More of a Comment Really #1 - Dawkins vs. Peterson
In which a new series appears and the Peterson/Dawkins chat is discussed
Sometimes I watch things or read things and don’t have much to say but have a little to say. I don’t tweet (I’m not concise enough; also I don’t want to lose my sanity and faith in humanity) so I need another outlet. And so: “More of a Comment Really” was born. Maybe this will be the only ever instalment. Maybe it’ll be the greatest thing ever. Who knows? I don’t.
But for now, I had a few thoughts on Jordan Peterson’s interview with Richard Dawkins last week and after Brandon Stahl reminded me of it I thought I’d share a few thoughts in a post.
Initial thoughts
Point one: it’s the first longform Peterson piece I’ve sat through in two years (the last one being his sit down with Jonathan Pageau and Greg Hurwitz where they discussed whether he is a madhead on Twitter and whether he should stop. It was a moment of false hope) and I was swiftly reminded of why I don’t like to listen to Peterson anymore: he’s a terrible listener. He monopolises most of the time on monologues, dodges questions and indulges himself. He’s a great rhetorician but a less-than-meh conversationalist.
Point two: I come to dislike comment sections more and more on videos like this. I go to the comments looking for people who share my sentiments and I find walls of anti-Dawkins Peterson-simping. Not so surprising. I’ve been having a similar experience with the All-In podcast recently as well. It’s full of radical far-right Sacks-simps. Makes sense I guess. The Friedbergians are a bit more thoughtful.
A novel arc
Watching it, I found myself in a strange position: for the last 15 years, I’ve been much closer to Peterson than Dawkins. I’ve spent much of that time with Dawkins occupying a privileged place as my Shadow’s face. I managed to dispel my Dawkinsian animus a number of years ago by reading The God Delusion and finding that I quite liked it. It brought out a nostalgic fondness in me for my early teenage atheism. It was like getting a part of my soul back.
Peterson on the other hand speaks the language that I adored for much of that decade and a half. He is steeped in the Jungian, Nietzschean and symbolical waters. He speaks about the deeper truth beneath the literal that was my bread and butter throughout my 20s.
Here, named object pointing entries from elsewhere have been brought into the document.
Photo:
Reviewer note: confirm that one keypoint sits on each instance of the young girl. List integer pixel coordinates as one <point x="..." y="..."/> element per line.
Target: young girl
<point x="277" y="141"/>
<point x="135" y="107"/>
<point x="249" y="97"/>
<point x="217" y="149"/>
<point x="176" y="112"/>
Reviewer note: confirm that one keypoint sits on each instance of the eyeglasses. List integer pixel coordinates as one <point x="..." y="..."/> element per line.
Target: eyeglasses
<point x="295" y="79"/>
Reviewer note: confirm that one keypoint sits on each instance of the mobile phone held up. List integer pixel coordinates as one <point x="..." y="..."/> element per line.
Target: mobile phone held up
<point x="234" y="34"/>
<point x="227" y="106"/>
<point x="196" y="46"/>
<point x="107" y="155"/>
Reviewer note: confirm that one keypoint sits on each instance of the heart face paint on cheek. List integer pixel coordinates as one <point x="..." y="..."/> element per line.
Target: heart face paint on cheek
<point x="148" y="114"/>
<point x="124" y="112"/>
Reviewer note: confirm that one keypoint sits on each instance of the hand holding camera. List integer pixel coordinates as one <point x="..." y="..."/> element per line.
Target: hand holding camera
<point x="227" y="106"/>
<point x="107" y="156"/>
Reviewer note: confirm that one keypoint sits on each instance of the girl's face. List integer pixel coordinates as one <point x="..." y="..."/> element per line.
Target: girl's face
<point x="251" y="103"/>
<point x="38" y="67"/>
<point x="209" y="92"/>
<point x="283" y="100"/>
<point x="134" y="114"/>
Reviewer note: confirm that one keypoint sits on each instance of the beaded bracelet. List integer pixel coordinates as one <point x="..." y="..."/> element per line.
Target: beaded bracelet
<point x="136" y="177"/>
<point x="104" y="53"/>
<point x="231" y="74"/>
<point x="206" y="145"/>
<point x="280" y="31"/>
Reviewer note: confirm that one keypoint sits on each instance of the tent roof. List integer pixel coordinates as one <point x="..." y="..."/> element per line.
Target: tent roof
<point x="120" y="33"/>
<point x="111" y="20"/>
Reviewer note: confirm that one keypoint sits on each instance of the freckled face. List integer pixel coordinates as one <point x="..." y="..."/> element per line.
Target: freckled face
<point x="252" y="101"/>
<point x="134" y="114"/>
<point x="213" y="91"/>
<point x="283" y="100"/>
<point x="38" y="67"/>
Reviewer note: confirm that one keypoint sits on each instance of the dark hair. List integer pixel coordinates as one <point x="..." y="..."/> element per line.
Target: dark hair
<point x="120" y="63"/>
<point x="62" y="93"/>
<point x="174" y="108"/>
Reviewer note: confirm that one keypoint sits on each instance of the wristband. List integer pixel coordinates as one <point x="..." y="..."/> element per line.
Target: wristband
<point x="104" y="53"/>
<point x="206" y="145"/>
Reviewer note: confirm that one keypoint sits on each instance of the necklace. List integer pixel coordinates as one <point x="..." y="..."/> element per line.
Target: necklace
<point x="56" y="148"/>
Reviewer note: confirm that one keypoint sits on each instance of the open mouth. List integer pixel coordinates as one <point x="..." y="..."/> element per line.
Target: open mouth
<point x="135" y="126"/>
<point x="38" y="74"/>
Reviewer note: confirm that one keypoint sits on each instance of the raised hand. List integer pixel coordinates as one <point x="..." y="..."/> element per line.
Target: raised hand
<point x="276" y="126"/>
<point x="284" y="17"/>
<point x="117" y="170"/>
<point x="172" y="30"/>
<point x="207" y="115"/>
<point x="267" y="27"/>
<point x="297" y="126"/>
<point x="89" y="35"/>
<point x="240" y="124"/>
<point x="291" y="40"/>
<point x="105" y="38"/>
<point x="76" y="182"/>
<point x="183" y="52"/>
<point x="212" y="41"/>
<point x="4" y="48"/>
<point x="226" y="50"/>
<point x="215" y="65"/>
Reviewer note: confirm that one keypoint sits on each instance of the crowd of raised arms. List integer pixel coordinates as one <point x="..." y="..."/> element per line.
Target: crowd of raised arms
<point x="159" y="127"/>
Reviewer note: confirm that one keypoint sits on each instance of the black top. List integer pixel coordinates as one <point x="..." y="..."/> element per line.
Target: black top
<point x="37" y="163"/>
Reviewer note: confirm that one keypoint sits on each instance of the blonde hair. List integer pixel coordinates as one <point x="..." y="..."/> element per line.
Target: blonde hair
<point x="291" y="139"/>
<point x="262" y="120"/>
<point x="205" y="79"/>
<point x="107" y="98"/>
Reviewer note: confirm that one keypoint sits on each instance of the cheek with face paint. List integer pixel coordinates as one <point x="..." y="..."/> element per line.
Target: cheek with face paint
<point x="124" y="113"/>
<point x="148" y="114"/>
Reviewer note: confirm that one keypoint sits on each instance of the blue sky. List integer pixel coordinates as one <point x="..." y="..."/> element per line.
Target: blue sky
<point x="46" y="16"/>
How odd then to find myself on Dawkins’s side throughout this discussion. Dawkins struck me as so…dignified. He was willing to concede points when he saw the logic but was far from shy to push on a point he disagreed with (and push and push no matter how much word salad tried to tangentially bluster). I found myself enjoying him — rooting for him. But of course, it wasn’t so simple.